Dans On était des loups Sandrine Colette raconte une histoire située dans des forêts montagneuses qui paraissent de prime abord mythiques, étranges, irréelles. Mythiques dans des pays comme le nôtre, peut-être, mais j’imagine, maintenant encore, les grands espaces de forêts sauvages au Canada ou les régions de hautes montagnes aux Etats-Unis et alors cette vie, oui, prend tout son sens et devient réelle. Là, des hommes rudes, plus rarement des femmes, vivent en quasi autarcie. Liam est un de ceux-là. Son épouse Ava a accepté de le suivre pour partager cette vie primitive mais elle a voulu un enfant. Elle élève son petit garçon Aru pendant que Liam chasse, absent pendant de longues périodes, pour ramener ce qui est nécessaire à leur survie pendant les hivers rigoureux. Or, un jour qu’il revient de la chasse, il trouve Ava morte, attaquée par un ours, et sous elle, protégée par son corps, son enfant encore vivant. Liam entreprend alors un voyage jusqu’à la ville avec Aru pour confier celui-ci à son oncle et sa tante. Mais lorsque ceux-ci refusent de s’en occuper, l’homme ne sait plus que faire de l’enfant.

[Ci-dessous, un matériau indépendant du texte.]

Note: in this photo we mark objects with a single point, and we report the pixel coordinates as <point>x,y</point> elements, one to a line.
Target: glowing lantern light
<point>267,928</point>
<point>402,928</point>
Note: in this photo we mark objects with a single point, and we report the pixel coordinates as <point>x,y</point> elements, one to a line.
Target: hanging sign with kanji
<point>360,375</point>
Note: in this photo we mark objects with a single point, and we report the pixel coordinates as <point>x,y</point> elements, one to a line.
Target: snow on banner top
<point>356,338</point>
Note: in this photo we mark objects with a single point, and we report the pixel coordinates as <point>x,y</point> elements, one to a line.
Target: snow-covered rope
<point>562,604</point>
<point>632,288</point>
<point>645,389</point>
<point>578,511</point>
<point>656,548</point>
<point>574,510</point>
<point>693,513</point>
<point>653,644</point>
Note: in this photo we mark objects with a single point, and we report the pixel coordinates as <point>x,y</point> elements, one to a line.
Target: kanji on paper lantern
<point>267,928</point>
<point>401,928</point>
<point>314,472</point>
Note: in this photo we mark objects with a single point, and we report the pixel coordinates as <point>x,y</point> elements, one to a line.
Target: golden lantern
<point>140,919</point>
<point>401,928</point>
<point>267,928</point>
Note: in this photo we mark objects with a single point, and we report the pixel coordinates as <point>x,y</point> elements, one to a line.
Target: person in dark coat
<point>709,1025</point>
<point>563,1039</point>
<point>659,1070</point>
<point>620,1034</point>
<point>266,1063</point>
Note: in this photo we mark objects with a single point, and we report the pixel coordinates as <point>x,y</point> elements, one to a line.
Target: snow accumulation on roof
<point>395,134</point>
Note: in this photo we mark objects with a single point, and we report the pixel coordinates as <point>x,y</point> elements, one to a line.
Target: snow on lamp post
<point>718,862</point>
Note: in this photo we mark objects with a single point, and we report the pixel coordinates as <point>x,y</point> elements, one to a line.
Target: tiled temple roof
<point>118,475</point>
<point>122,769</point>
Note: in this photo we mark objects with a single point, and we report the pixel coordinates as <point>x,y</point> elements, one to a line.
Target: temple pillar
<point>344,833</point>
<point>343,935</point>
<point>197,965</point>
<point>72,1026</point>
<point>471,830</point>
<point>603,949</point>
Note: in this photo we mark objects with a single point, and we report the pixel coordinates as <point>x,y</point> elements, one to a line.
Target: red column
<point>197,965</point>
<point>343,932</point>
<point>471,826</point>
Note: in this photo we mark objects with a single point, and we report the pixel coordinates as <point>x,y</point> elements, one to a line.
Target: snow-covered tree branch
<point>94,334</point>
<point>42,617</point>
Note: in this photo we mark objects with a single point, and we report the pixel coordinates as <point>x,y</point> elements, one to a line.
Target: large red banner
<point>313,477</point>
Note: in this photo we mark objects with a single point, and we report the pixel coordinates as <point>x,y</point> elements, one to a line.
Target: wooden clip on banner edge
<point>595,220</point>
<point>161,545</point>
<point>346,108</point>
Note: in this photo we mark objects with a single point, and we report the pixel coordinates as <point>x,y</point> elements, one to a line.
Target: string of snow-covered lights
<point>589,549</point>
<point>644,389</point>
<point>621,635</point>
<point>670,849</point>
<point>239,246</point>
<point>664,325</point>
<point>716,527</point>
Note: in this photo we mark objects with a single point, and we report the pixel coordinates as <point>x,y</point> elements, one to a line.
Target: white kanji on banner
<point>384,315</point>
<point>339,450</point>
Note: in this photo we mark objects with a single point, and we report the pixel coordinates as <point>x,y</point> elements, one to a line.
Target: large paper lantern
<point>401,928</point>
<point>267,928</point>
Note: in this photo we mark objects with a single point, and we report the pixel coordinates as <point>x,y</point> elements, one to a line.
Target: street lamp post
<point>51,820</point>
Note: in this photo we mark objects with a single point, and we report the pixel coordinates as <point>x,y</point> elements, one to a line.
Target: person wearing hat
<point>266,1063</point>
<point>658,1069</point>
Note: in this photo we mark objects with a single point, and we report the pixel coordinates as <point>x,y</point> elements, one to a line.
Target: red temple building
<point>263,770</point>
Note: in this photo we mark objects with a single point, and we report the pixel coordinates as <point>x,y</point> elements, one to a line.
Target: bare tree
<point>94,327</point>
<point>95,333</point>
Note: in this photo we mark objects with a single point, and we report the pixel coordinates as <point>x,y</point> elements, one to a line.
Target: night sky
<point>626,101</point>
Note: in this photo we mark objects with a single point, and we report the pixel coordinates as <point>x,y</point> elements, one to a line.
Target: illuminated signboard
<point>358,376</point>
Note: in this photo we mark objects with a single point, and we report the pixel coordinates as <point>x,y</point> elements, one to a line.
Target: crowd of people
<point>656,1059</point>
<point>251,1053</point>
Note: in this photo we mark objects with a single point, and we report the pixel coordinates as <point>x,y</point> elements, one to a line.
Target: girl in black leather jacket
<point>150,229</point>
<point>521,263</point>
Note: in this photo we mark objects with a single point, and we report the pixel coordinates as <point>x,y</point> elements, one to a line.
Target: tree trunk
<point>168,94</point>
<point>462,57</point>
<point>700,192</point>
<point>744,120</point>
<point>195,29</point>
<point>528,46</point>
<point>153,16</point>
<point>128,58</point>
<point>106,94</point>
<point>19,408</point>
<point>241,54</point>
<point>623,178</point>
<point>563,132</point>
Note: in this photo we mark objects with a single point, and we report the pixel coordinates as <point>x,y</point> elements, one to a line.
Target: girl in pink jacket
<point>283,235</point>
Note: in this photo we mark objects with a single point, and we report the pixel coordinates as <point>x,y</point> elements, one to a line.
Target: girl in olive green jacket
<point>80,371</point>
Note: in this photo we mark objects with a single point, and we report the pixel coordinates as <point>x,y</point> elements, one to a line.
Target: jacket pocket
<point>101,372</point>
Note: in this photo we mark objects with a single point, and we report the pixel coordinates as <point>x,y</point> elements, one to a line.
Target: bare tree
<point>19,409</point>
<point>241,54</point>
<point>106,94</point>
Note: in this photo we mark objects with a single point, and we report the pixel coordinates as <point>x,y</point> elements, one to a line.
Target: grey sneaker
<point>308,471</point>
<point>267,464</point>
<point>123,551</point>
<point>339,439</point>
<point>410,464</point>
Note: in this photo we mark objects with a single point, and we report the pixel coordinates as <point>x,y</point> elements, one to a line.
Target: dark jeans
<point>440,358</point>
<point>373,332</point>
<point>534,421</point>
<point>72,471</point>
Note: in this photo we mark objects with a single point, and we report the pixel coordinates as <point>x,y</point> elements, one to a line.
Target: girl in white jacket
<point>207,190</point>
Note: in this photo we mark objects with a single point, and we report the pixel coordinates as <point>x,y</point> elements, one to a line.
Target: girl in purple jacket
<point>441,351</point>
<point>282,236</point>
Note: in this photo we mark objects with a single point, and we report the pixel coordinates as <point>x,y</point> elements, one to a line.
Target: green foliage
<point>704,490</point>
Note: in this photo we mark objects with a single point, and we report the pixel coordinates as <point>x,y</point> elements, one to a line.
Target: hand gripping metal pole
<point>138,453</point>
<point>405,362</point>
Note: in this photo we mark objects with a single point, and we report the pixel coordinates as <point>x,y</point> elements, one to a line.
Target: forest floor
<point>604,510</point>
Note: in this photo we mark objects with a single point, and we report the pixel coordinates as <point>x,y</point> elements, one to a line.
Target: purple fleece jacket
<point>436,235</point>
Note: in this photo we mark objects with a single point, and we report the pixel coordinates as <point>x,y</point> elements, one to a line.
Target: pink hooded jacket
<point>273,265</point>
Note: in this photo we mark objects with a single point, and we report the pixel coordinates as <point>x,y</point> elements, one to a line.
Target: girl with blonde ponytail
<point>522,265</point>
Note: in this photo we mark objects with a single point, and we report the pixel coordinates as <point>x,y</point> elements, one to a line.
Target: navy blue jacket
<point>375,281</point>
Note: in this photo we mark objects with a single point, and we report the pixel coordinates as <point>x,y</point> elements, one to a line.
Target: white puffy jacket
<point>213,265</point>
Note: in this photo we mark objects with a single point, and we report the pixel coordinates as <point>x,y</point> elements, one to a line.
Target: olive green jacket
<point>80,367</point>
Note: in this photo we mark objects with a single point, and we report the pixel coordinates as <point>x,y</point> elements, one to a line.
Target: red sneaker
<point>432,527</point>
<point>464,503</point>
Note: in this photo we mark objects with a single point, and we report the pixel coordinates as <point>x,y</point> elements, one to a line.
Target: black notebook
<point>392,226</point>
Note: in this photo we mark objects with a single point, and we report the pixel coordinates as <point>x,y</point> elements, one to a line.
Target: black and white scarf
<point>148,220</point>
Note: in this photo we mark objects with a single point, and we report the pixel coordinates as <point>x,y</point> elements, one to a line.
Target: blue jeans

Le récit suit le fils et le père au cours de la longue marche qu’ils vont faire sur le chemin du retour dans ce monde inhospitalier. Un voyage au cours duquel l’homme va affronter ses démons intérieurs, et peut-être, en perdant une partie de sa force, gagner en humanité.
Paysage des Rocheuses aux Etats-Unis source |
Dès le début quand on voit de jeunes hippies décamper de leurs cabanes au milieu de d’hiver dans la montagne, le ton est donné : « Bref ils avaient oublié que la nature, c’est marche ou crève, ce n’est pas le soleil les petits oiseaux et des gens mignons autour. Il faut le savoir quand on vient ici sinon ça cogne la tête un jour pas loin. ». Et la nature apparaît, parfois effrayante, dangereuse, parfois implacable car un accident, une blessure peuvent se révéler fatals. Elle est vue à travers la langue un peu raboteuse du narrateur, le père, une langue instinctive, primaire, parfois sans véritable ponctuation, sans pause, une langue parlée, mais d’où naît une poésie brute et forte comme la nature elle-même : Je tressaille quand la terre se cabre sous les éclairs qui gueulent et qui scintillent je sais qu’il ne reste pas beaucoup de temps pour s’abriter.
Tout de suite après ça dégringole. Les éclairs continuent à frapper et je me dis que le jour de la fin du monde ce sera pareil à ça, pas besoin d’imaginer autre chose. Il fait nuit en plein jour et la foudre éclate le ciel et fait trembler nos coeurs. Nos corps vibrent du roulement du tonnerre et la pluie nous rince on dirait qu’elle veut nous faire fondre.
Mais la Nature est toujours belle, majestueuse, certes sans pitié pour les humains dont elle efface les traces.
Le père muré dans son chagrin nous apparaît au départ comme une véritable brute, un homme qui considère les enfants comme des êtres inutiles, qui s’enferme dans le mutisme, en ne s’adressant à son fils que pour lancer des ordres, ne s’occupant de ce petit garçon de six ans ans qui vient de perdre sa mère que pour le nourrir, le laissant se débrouiller seul, envoyant à l’occasion quelques gifles bien senties. Exutoire d’un désespoir qu’il est incapable d’exprimer en paroles, son fils devient un souffre-douleur jusqu’à l’acte de folie que je vous laisse découvrir. Cette scène violente marque l’apogée de cette colère intérieure et de cette rumination que l’homme nourrit depuis la mort de sa femme. Colère contre lui-même qui n’a pas su les défendre, colère injuste, horrible, contre l’enfant qui a survécu alors que Ava est morte. Et à partir de là, c’est aussi une prise de conscience, un réveil de la part humaine qui est en lui.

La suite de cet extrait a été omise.